1.4. Consumer and provider understanding

The Panel highlighted the need for consumers and providers to be aware of their rights and responsibilities in the collaborative economy. The Panel recommended that:

  • Government should provide resources to develop a secure place for people to access accurate information about their rights and responsibilities, including giving career advice to young people.
  • Government should identify the dispute resolution available to consumers and any gaps in current provision.
  • Platforms should provide information regarding employment status for those working in the collaborative economy.

Scottish Government response

The successful growth of the collaborative economy in Scotland needs to be built on trust: consumers need to trust that they will receive a quality service and have clear routes to redress when problems occur; workers in the sector need to trust that they will be afforded appropriate rights and protections; and providers must take greater responsibility for continuing to build this trust.

We support the Panel’s recommendation about the need to ensure that consumers and providers are aware of their rights and responsibilities. This is key to ensuring those engaging in the collaborative economy are informed and empowered, and providers can support this and are accountable when things go wrong. There is a role for government and platforms to ensure that information is accessible and unambiguous to consumers and providers. Citizens Advice Scotland ( CAS) highlighted in its submission to the Panel that there are a number of reasons why there may be particular consumer issues in the collaborative economy, especially in relation to safety, information and redress. Using its Consumer Helpline evidence, CAS highlighted problematic areas, including scams, redress, consumer protection and the employment status of workers. As the Panel highlighted, awareness and compliance of health and safety guidelines in peer to peer accommodation is of particular importance to ensure guests are protected ( see section 3).

However, to grow the collaborative economy in Scotland in line with our ambitions, we must go beyond simply raising awareness of the rights and responsibilities of participants and providers. The key to future growth in the collaborative economy is an active focus on building marketplace trust. We need to make it easier for consumers and workers to trust both the platform they are engaging with, and the people they are connecting with. Sharing Economy UK’s TrustSeal demonstrates how such an approach can build trust in collaborative platforms, providing security for people using their platforms and putting processes in place for when problems occur. As the use of collaborative platforms grows, we need to develop a deeper understanding of the market and use this intelligence to help improve trust, responsibility and accountability.

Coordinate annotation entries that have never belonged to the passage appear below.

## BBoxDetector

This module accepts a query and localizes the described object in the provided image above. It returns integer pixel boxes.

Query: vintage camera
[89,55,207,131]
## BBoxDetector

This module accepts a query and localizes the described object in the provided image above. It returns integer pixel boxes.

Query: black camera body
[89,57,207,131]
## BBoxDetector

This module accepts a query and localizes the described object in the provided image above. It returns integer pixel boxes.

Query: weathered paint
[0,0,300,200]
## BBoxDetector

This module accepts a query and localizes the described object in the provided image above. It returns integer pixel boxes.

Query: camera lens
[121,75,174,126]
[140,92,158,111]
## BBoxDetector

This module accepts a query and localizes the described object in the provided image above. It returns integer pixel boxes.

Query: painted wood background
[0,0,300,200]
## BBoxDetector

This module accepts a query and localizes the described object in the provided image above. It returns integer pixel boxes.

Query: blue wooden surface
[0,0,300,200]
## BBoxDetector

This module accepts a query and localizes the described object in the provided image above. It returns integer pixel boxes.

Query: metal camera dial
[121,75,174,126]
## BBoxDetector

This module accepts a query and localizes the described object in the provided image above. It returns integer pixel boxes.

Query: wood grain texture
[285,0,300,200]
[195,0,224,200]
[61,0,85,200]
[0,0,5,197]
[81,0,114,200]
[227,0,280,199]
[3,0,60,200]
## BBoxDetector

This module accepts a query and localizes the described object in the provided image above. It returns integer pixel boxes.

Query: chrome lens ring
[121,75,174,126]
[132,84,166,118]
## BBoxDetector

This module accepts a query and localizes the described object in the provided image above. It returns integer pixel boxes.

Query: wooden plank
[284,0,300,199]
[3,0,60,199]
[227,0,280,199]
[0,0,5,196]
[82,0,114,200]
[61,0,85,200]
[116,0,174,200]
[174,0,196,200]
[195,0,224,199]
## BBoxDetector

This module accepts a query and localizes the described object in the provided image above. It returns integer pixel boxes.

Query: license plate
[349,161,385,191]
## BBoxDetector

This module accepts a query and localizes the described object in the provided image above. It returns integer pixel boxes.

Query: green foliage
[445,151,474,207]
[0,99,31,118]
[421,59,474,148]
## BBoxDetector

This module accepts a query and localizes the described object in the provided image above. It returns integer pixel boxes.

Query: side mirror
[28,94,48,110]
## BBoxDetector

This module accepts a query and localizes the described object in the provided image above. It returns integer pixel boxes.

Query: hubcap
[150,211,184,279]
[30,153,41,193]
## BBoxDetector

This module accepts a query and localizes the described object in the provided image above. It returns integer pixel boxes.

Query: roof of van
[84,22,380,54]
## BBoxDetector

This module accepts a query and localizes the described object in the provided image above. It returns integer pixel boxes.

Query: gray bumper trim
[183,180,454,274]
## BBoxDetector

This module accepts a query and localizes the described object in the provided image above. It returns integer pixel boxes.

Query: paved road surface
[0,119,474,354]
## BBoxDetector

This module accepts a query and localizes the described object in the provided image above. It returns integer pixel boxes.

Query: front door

The growth of the collaborative economy has blurred the lines between providers and consumers. We need to ensure that consumer protections and redress routes keep pace with these developments, including where consumers interact directly with other consumers.

Next steps

  • We will fund CAS this financial year to develop and deliver materials to raise awareness of rights and responsibilities for consumers, providers and those working in the sector, including a social media campaign.
  • We will work with Trading Standards Scotland to understand the limitations of current consumer protection in the collaborative economy, particularly consumer-toconsumer transactions, and identify the potential actions needed to address these limitations.
  • We will pilot new approaches to increase trust and transparency in the collaborative economy in Scotland, including: testing how users can easily access trust and quality ratings of collaborative platforms; the creation of a simple feedback system to allow users, providers and workers in the sector to engage more easily; and exploring how to gather intelligence in new ways, including from social media, to provide a fuller picture of how the market is operating.